Würde Leonid Berezin nicht von einer jüdischen Stiftung monatlich 128 Euro Zuschuss erhalten, wüsste er nicht weiter. Dennoch lässt der alte Herr nicht den Kopf hängen: "Will man weiter auf dieser Welt bleiben, muss man immer ein bisschen lächeln, immer ein bisschen gute Laune haben und etwas für andere Leute tun, helfen, wo es möglich ist. Und dann geht das Leben weiter."

"Ich bin Deutschland dankbar"

"Ja, das ist von Verdi, die Musik, das ist von Aida." Auch Yevgeniya Usoskina aus der Ukraine versinkt nicht in Gram angesichts ihrer sozialen Lage: "Fühlen Sie sich bequem, möchten Sie eine Tasse Kaffee?"

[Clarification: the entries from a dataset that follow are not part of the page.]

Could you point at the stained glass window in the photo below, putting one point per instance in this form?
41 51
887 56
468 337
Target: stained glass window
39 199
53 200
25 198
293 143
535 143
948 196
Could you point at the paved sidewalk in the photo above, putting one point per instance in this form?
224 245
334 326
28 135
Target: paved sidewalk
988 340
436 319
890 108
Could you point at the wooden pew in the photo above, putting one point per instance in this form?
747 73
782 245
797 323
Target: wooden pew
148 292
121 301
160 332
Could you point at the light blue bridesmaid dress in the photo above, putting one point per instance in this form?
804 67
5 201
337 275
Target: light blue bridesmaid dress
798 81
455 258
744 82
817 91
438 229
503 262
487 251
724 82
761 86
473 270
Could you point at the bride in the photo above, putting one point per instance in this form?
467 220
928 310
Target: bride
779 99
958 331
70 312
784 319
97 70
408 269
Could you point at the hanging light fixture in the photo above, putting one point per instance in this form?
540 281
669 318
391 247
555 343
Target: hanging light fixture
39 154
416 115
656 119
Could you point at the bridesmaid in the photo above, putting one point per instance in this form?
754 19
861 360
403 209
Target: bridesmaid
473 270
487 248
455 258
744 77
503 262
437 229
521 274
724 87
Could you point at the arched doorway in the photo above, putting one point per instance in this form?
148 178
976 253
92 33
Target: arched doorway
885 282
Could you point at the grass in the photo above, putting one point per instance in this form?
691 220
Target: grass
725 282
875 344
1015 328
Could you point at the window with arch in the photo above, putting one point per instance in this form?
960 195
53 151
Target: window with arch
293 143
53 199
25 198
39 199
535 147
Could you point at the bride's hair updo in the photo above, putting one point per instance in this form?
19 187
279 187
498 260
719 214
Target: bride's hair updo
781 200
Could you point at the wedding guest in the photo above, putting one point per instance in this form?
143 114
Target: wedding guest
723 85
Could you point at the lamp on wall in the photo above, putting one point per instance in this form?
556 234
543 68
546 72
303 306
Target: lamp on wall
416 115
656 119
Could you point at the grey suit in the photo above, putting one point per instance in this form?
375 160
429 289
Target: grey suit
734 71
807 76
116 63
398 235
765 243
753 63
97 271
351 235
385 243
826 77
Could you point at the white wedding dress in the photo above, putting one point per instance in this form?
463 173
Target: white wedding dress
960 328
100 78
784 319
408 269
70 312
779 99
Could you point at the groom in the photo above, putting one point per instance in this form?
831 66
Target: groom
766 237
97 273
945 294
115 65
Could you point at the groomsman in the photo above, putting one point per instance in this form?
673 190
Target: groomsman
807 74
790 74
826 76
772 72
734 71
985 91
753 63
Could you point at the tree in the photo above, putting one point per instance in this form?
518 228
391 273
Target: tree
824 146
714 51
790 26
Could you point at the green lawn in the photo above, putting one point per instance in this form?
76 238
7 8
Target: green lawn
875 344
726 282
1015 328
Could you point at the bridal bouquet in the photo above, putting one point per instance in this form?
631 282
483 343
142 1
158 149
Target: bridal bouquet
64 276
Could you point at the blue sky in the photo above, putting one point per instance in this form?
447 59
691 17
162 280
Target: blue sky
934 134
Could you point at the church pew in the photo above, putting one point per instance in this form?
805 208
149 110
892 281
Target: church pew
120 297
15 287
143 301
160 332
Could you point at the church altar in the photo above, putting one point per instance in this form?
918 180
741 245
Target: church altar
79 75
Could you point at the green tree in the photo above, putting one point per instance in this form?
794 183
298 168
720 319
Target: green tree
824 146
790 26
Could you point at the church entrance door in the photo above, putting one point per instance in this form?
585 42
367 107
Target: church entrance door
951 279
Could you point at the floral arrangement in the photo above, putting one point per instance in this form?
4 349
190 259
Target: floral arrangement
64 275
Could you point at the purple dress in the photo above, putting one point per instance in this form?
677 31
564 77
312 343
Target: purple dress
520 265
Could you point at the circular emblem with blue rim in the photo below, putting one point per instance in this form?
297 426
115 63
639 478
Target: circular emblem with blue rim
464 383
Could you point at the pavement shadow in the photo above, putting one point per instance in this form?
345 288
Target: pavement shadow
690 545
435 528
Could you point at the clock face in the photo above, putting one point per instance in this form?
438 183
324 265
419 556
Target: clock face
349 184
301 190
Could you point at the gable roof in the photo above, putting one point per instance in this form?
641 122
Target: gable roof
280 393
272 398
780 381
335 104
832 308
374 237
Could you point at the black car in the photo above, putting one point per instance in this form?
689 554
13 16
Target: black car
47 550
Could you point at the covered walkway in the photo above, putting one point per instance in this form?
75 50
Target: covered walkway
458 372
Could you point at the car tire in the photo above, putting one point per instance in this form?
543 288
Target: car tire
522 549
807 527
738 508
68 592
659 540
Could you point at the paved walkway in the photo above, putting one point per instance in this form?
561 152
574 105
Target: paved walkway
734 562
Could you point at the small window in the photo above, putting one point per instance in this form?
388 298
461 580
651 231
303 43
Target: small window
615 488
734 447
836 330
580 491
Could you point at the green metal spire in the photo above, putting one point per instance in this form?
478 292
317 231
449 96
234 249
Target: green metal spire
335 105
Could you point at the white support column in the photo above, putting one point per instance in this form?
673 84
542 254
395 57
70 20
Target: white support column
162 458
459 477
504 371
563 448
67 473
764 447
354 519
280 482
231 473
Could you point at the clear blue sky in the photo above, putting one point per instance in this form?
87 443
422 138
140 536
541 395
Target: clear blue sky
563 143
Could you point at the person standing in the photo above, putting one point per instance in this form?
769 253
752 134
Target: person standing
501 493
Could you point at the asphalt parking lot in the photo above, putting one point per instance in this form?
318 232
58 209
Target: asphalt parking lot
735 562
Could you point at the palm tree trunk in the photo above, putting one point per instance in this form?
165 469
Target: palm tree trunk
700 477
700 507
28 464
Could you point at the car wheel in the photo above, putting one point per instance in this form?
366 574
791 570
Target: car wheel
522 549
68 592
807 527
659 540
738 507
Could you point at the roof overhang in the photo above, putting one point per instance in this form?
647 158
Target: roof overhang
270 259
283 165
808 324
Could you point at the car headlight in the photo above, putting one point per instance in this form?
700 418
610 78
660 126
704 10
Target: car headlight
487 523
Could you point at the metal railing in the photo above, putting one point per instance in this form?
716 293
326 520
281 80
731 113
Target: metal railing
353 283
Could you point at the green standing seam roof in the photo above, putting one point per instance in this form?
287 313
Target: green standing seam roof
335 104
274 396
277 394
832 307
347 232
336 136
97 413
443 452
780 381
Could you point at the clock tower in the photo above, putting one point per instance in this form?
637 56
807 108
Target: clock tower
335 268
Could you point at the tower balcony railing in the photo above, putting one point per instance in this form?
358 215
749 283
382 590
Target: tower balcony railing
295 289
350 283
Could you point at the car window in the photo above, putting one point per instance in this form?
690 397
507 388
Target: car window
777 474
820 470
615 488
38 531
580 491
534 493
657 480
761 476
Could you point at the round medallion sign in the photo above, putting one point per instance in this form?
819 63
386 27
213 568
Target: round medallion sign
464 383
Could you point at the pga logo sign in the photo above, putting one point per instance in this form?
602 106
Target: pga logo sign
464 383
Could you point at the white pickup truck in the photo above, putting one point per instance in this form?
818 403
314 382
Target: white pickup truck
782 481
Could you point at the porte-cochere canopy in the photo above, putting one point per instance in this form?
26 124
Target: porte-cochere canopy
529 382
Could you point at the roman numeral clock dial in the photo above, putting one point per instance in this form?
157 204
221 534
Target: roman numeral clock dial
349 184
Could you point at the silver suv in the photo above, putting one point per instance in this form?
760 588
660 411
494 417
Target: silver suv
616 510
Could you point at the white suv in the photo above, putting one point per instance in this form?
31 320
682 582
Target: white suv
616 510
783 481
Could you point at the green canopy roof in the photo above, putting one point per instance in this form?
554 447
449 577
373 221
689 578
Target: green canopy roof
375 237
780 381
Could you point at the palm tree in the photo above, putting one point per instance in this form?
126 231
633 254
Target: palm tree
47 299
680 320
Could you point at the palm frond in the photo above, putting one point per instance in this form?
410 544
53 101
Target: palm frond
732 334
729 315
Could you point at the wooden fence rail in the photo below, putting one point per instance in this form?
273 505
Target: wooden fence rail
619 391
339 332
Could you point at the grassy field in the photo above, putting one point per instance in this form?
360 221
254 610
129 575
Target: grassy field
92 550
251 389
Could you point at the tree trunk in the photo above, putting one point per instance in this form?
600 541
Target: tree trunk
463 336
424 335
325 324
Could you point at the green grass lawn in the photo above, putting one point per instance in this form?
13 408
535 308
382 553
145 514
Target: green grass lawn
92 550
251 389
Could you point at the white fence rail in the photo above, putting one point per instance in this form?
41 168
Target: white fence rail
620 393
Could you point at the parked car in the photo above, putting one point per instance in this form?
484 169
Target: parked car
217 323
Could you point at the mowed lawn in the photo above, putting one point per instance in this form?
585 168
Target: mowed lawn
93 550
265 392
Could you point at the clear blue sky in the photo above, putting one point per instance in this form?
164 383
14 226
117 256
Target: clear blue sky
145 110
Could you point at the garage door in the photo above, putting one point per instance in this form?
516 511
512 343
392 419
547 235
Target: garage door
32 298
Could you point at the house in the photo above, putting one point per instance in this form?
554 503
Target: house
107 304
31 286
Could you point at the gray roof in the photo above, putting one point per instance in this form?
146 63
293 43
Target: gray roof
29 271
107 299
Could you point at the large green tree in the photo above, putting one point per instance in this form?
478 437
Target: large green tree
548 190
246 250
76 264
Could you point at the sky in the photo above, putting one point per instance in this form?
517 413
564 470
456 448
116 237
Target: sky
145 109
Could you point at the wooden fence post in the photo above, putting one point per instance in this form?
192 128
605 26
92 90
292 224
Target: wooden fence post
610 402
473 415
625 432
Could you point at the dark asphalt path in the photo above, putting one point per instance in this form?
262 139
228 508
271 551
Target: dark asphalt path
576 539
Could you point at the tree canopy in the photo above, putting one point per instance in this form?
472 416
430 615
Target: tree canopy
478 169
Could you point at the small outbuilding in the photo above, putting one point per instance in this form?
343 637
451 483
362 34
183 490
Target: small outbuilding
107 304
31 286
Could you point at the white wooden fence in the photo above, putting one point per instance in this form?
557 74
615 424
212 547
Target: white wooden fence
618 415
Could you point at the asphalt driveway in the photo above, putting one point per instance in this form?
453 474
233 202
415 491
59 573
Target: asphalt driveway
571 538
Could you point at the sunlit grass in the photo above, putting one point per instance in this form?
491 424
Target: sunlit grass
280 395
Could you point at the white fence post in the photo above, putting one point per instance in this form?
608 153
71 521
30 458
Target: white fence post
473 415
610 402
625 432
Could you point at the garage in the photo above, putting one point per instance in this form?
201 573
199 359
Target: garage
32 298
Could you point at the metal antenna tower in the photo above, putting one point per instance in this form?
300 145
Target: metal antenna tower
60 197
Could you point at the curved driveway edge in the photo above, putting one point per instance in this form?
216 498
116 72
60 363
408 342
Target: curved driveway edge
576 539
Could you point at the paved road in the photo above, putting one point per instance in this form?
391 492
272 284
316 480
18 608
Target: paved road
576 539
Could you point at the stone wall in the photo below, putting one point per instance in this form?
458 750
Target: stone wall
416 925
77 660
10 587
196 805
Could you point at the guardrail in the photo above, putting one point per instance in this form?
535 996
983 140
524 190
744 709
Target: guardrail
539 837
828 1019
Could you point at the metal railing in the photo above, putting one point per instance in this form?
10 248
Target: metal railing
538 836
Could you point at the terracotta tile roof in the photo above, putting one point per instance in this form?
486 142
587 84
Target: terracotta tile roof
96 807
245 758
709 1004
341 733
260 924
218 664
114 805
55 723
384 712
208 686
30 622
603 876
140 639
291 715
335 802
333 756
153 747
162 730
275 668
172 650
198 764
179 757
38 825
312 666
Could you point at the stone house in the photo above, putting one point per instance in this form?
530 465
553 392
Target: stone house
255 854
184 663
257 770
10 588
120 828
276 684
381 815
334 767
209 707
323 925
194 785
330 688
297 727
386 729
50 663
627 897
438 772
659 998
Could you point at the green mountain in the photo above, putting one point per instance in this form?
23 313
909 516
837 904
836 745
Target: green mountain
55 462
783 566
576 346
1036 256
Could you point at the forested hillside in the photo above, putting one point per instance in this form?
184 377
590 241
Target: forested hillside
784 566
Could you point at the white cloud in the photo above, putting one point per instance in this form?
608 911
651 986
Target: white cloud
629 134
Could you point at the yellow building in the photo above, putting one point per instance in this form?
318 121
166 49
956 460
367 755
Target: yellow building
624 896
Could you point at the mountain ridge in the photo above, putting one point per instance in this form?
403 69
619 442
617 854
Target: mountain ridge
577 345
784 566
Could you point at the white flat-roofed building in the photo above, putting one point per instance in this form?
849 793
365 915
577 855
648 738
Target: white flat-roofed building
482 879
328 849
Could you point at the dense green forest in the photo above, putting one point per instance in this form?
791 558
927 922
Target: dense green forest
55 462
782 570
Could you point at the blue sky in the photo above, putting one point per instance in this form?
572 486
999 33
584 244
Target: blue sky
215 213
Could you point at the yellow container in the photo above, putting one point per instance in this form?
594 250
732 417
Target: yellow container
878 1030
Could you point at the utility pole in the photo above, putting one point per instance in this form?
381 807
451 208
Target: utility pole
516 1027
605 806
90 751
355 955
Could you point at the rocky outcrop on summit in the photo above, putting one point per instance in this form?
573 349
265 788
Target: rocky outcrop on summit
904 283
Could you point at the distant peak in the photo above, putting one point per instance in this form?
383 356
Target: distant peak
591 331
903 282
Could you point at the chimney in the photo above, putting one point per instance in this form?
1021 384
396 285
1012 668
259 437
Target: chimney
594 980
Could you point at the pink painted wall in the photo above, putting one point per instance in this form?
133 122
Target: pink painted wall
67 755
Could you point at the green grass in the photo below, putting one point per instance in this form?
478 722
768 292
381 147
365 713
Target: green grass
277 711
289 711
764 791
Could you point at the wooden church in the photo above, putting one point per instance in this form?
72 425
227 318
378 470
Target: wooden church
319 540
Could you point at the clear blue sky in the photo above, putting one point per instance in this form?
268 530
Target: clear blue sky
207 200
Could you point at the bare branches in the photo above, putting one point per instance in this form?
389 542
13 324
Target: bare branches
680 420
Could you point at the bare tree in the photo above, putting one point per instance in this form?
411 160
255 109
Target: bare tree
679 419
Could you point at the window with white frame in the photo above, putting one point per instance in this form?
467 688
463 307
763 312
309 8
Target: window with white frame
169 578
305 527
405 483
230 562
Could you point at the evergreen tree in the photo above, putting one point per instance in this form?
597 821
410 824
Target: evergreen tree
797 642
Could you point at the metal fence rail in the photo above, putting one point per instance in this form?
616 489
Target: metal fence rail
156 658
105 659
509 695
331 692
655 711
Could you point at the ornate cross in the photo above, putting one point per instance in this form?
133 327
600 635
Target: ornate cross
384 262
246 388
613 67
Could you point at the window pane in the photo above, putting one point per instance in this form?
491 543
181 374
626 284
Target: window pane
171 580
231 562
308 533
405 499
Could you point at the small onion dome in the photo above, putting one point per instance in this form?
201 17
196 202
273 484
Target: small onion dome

Die 80-Jährige, die auf jeden Cent achten muss, hat für Gäste immer Edelschokolade und Kekse parat. Mit typisch russischer Gastfreundschaft wartet sie mit Leckereien auf, die sie selbst - als Diabetikerin - gar nicht essen darf. Die Aids-Spezialistin kennt keine Verbitterung angesichts der Almosen, die sie hierzulande für ihre Lebensleistung erhält.

"Ich bin Deutschland dankbar, dass ich überhaupt aufgenommen wurde. Und ich kann hier überleben. Die Probleme, die meine Freunde haben, die sind dort geblieben, habe ich hier nicht, diese Angst. In der Ukraine ist Bürgerkrieg. Ungerechtigkeit. Mir gefällt die deutsche Demokratie. Ich mag die deutsche Kultur, ich interessiere mich für bildende Kunst, für die vielen Museen. Ich genieße das Leben in Berlin, dieses Kulturleben."

Trotz Altersarmut, trotz Krankheit, trotz Kriegs- und Migrationsschicksal: Die Berliner Jüdin will sich ihren Lebensmut nicht nehmen lassen, niemals: "An Depression leiden nicht nur jüdische Leute, die deutschen auch. Sie sind gut situiert, trotzdem haben sie Depressionen. Nein, ich leide nicht an Depressionen. Nicht in schlechten, nicht in guten Zeiten. Gott sei dank."